American suffragist and philanthropist (1865–1934)

Helen Augusta Howard (May 11, 1865 – June 10, 1934) was an American suffragist and philanthropist. Howard was born in Columbus, Georgia, and was one of the founding members of the Georgia Woman Suffrage Association (GWSA).

==Early life and education==
Howard was born on May 11, 1865, in Columbus, Georgia, and was one of fifteen siblings. Howard was the youngest child and grew up on the family home, Sherwood Hall (their antebellum home). Howard's father died when she has younger so her mother had difficulties paying for the taxes on Sherwood Hall. Howard was frustrated that women had to pay taxes yet where not represented in government and could not vote. She studied for two years in Staunton, Virginia, and was interested in the writings of John Stuart Mill.

==Activism==
In 1890, Miss Howard, her mother, and her sisters organized the Georgia Woman Suffrage Association (GWSA). The purpose of the association was to make people more aware of the inequality in voting practices and not to directly affect legislation. The women of the group did not see themselves as a political group. Two main arguments for suffrage the women used were (1) women are taxed therefore they should be represented and (2) democracy derives its power from those who are governed and women are governed. In 1894, Howard spoke at the National Woman Suffrage Association (NAWSA) in Washington, D.C., and convinced the delegates to have the next convention in Atlanta. Howard and her sisters funded the convention in Atlanta. After the Atlanta convention in 1895, Susan B. Anthony came to visit Columbus and the Howard sisters at Sherwood Hall.
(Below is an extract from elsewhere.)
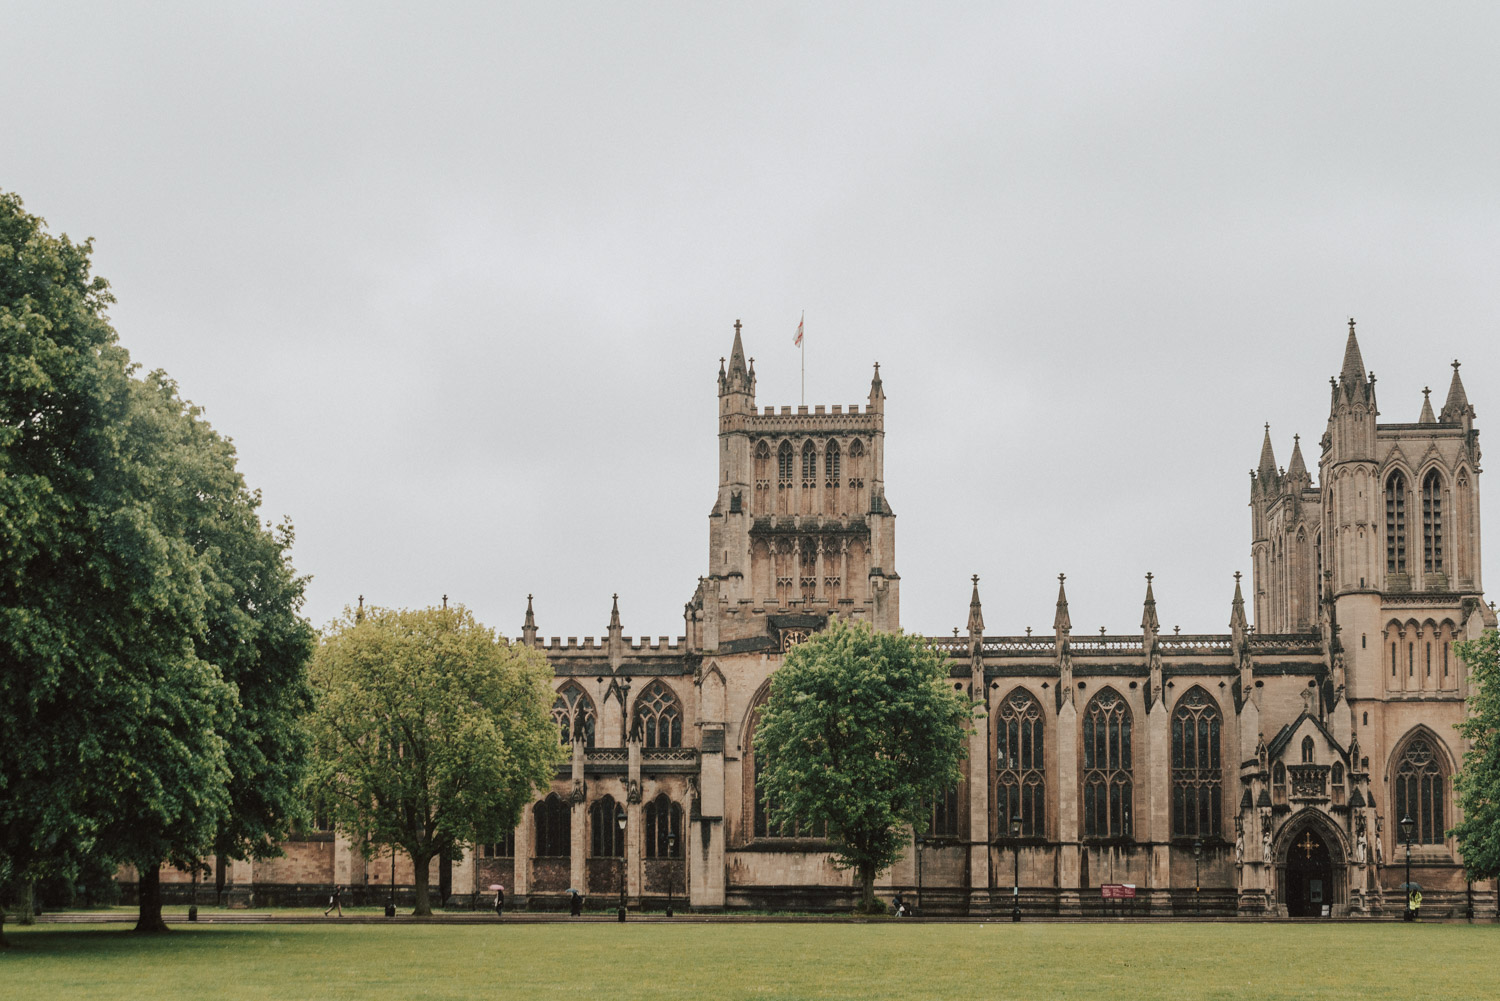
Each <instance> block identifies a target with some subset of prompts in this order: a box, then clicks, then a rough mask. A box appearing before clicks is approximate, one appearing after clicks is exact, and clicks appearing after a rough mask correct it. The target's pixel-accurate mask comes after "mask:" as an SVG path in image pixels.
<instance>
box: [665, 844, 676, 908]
mask: <svg viewBox="0 0 1500 1001" xmlns="http://www.w3.org/2000/svg"><path fill="white" fill-rule="evenodd" d="M673 882H676V834H667V836H666V915H667V917H672V884H673Z"/></svg>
Howard took the civil service exam in 1897 and became the first woman to serve as a public employee in Columbus, Georgia. She worked as a money order clerk in the post office until 1900, where she may have been forced out because her brothers didn't want her working. Howard went on to volunteer as vice president of GWSA in 1901. In 1908, she spoke at the 1908 state suffrage convention.
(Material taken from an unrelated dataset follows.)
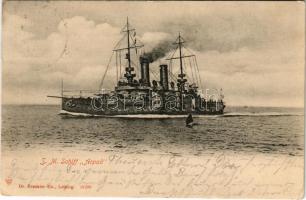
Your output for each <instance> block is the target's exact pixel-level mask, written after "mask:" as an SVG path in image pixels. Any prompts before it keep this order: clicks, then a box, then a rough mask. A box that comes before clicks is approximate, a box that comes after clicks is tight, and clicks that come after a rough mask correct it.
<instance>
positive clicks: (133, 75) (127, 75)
mask: <svg viewBox="0 0 306 200" xmlns="http://www.w3.org/2000/svg"><path fill="white" fill-rule="evenodd" d="M133 30H134V29H130V27H129V18H127V20H126V32H127V50H128V52H127V54H126V59H127V60H128V67H127V68H125V71H126V72H125V74H124V76H125V77H126V79H127V80H128V84H130V85H131V84H133V78H134V77H135V76H136V74H133V73H132V72H133V71H134V68H133V67H131V46H130V31H133ZM135 47H136V45H135ZM135 47H133V48H135ZM136 48H137V47H136Z"/></svg>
Howard was an outspoken atheist and was a vegetarian. She became an embarrassment to the more conservative members of her family and her brothers eventually cut off money to Howard.

==Later life and death==
In 1920, Howard apparently accidentally shot a boy trespassing on Sherwood Hall and the boy was hospitalized and eventually recovered. However, Howard was charged for intent to murder. Howard's attorney was Viola Ross Napier, one of the first women to practice law in Georgia. Nevertheless, Howard was sentenced to prison for a term of one to two years. Howard's brothers fought to have her sentence commuted and Governor Thomas Hardwick pardoned Howard on December 2, 1921. Soon after, Howard moved to New York City.

Howard died on June 10, 1934, in New York City. Her body was buried in her home town of Columbus, Georgia at Linwood Cemetery. Her tombstone, erected by friends, reads "Altruist, Artist, Philosopher, and Philanthropist" under her name and "MARTYRED" in very large letters at the bottom.